# How Much Land?



## Huntmo1 (Nov 30, 2011)

I'll start off by saying my #1 priority is privacy...I'm not anti-social, I just want to have a home/hobby farm that I can relax on and not have neighbors too close by. So, regardless of whether I have 2 acres or 200, privacy is on the top of my list.

With that said, I have always dreamed of eventually owning a home with 40+ acres so that I could both hobby farm (small scale, just a garden, chickens, pig or two, etc.,) and hunt on. As I get a little older (41 now), I start thinking about how much I really need to be happy. For example, I could probably have all of what I want (minus the hunting) on 5-10 acres at a much lower price and/or get a better home for the same price. I guess I could always find public land to hunt on...although it would be nice to just walk out my door and not have to drive anywhere.

Anyway, I was just wondering if there were any out there that have been through a similar decision process. Has anyone wanted more land, but settled for less? Did it turn out for the best? Has anyone wanted more land, got it and then realized they didn't that much after all and would have been happier with less?

I know that there are a lot of different variables that can factor into the decision. But, again, I'm just looking for general comments.

Thanks.


----------



## elizaloo (Jul 5, 2010)

We have 15 acres right now. Some woods, a pond and a 10 acre field that was cow pasture at one time and could be perfect for horses. The house is an old farmhouse that we are fixing up with the intent to sell and retire to a more pension friendly state.

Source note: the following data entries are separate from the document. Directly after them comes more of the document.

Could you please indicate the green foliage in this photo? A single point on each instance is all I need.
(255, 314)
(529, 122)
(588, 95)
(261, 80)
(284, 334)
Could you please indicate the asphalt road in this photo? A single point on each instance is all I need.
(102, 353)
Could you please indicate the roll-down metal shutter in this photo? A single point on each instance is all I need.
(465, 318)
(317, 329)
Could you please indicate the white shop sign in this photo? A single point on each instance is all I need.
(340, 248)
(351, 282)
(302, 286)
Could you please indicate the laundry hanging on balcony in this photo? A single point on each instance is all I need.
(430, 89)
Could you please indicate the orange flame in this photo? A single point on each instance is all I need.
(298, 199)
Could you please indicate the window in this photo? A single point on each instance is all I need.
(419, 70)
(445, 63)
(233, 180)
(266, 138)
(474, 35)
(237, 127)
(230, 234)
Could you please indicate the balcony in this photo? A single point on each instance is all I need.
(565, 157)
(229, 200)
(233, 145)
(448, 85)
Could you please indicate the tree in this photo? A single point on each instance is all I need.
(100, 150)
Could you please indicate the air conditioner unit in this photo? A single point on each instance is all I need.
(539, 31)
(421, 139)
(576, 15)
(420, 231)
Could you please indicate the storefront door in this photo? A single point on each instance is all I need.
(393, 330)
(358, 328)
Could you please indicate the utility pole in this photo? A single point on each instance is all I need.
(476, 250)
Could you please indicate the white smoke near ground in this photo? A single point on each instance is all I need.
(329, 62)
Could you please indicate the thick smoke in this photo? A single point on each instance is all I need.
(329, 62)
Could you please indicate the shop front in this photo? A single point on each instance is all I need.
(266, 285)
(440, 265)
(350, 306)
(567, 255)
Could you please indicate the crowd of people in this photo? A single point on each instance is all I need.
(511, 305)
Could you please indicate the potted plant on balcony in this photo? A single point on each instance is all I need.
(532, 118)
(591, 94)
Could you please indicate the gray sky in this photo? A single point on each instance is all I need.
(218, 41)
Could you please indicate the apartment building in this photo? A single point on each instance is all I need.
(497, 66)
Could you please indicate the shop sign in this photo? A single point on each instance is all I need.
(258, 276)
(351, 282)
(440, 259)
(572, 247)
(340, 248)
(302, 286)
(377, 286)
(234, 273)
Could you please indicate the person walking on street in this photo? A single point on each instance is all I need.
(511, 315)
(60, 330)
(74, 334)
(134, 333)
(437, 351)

For us, it's been perfect. We have a big garden and the dogs love to swim in the pond. We are surrounded by empty land (neighbors and their children own all of it) so it is as though we don't have any close neighbors. 

I think we'd stay here if we had to. Our plan is to have 40+ (hubs would love 100) acres so we can have the privacy we crave. Where we are now it's pretty private and neighbors won't be subdividing their land but...it still doesn't seem 'enough' for us.

We live about 1/2 hour out of a huge city so it's been nice for the work commute, and I think it will be great when we go to sell....but for us, we would love to be tucked away in some remote area where we don't have recreation traffic and commuter traffic passing through all the time. Of course age is a factor too - we might end up with a small house in town eventually but for now, we want the bigger acreage and the isolation.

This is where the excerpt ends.